The real question confronting us is not the status of any god but the status that we assign to humanity. And the most powerful threat to the realisation of the human potential today comes, not from religion, but from the moral disorientation of Western secular culture.

Isn’t it fun to say stuff you don’t need to prove? If I can try to interpret this man’s confused argument for a moment (no easy task), he’s basically saying our systematic attack of religion is causing society to become “morally disoriented”. This, folks, is the true tragedy of religion: it’s convinced very naive or poorly educated people that morality is hopelessly entangled in their ignorant bullshit. While studies show that non-believers are actually more compassionate towards their fellow man than believers, mouth breathers like Frank Furedi will continue to foolishly argue against the evidence. The saddest thing in all of this is Franky-boy is supposedly on our side. Honestly, if he continues to write shitty, confused articles like this, we don’t need him.

Comments (2)

  • avatar

    BlueIndependent

    This guy is all over the map. Is Dan Brown even an atheist? He seems to have pissed off everyone with that book, and now they lump him in with us. A quick web search appears to reveal that he’s not an atheist, but a self-described Christian. So why is this author blaming atheists for someone else’s attack on organized religion?

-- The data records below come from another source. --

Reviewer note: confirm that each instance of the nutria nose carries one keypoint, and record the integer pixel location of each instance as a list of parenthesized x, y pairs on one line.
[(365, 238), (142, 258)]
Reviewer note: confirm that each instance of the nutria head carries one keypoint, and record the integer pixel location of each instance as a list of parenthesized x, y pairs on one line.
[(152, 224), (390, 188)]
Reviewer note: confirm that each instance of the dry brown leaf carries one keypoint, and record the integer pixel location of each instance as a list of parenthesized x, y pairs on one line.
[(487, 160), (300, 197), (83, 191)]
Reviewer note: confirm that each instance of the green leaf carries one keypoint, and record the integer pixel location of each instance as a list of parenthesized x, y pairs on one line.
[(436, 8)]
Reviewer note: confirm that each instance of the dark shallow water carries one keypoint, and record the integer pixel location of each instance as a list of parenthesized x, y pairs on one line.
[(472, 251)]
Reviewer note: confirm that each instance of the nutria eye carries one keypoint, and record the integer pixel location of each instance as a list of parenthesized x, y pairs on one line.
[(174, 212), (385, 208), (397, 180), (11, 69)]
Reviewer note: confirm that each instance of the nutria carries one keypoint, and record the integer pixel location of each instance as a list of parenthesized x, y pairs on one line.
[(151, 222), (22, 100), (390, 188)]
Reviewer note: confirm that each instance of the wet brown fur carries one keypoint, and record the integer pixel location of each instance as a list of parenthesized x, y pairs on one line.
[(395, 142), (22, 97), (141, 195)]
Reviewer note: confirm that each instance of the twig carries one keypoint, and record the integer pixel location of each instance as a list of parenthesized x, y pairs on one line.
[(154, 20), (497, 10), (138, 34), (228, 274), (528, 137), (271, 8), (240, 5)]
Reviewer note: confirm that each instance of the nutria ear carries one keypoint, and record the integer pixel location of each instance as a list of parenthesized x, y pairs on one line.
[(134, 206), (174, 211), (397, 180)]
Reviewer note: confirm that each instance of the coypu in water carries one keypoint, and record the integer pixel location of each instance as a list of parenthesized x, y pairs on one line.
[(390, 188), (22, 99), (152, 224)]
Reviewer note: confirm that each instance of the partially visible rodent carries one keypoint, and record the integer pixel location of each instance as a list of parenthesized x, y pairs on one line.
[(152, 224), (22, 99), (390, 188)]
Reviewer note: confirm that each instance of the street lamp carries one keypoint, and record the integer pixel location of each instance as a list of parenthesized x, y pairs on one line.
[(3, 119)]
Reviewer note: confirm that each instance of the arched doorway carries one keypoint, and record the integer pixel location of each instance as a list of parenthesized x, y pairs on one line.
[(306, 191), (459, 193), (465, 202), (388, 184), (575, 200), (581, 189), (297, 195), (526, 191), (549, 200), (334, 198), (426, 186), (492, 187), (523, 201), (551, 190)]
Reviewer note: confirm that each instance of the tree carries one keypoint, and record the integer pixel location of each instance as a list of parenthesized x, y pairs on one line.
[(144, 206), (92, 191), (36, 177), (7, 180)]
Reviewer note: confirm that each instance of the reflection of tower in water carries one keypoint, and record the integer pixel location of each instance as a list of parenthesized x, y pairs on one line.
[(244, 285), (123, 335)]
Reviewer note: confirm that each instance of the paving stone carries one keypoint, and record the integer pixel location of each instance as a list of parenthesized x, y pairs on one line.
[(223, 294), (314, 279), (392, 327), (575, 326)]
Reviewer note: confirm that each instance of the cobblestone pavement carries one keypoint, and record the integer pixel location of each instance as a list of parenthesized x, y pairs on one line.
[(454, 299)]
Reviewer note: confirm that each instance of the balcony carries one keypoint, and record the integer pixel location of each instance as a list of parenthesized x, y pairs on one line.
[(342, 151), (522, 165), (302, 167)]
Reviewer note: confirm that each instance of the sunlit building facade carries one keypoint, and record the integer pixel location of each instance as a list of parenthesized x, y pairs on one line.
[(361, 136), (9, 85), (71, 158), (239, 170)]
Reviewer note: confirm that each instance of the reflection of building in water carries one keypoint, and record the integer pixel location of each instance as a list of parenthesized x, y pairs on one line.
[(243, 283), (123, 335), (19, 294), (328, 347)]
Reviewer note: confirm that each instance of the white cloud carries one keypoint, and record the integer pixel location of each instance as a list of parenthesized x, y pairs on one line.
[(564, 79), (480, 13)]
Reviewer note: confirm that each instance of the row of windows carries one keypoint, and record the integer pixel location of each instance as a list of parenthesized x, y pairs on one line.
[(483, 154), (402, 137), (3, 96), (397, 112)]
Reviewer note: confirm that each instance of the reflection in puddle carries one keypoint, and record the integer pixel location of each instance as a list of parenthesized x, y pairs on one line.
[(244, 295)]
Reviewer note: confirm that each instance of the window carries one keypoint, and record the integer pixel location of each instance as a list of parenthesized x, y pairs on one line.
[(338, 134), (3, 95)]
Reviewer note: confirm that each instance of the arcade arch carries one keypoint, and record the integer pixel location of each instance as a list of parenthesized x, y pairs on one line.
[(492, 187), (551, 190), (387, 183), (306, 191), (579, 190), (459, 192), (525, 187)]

    Anyhow, the guy apparently is clueless as to why atheists constantly assail the 3 Abrahamic religions. They only lay claim to up to 4 billion of the world’s 7 billion people, and are conjointly embroiled in a politically nuclear, religious, eschatological dispute at the eastern terminus of the Mediterranean Sea. But he’s right: Why should we bother with them, when we can be body slamming Gaia types at environmental protests at sea, or atomic elbow-dropping Wiccans in debates on university campuses the world over? How many Gaia believers are there again? Oh yeah, a few thousand at best? I’ve never run into even one. But it’s probably still a great strategy to focus on the small, far less significant groups, rather than trying to fry bigger fish…

  • avatar

    Gwyn

    It’s exactly concepts like the “focus” described in this article that have lead me to describe myself as apantheist. I reject all religions equally. So many atheists of my age or younger are accused of being rebellious (this was especially true in high school) and claiming to be atheist in defiance of the christian god. Now, while this may be true about SATANISTS (most I have come across, at least), atheists are hardly a rebellious, “I hate you therefore you aren’t real” lot. That’s more, well, religious people (“I don’t understand you therefore you are evil”)…
    It’s not necessarily a useful term for people whose opinions are respected as a personal conclusion, but for teenagers and those who are accused of being swayed by hormones, rebellion, or the big bad atheismo, apantheism is sort of a smug “you’re not the only one I reject, don’t feel so damn special” to the xians.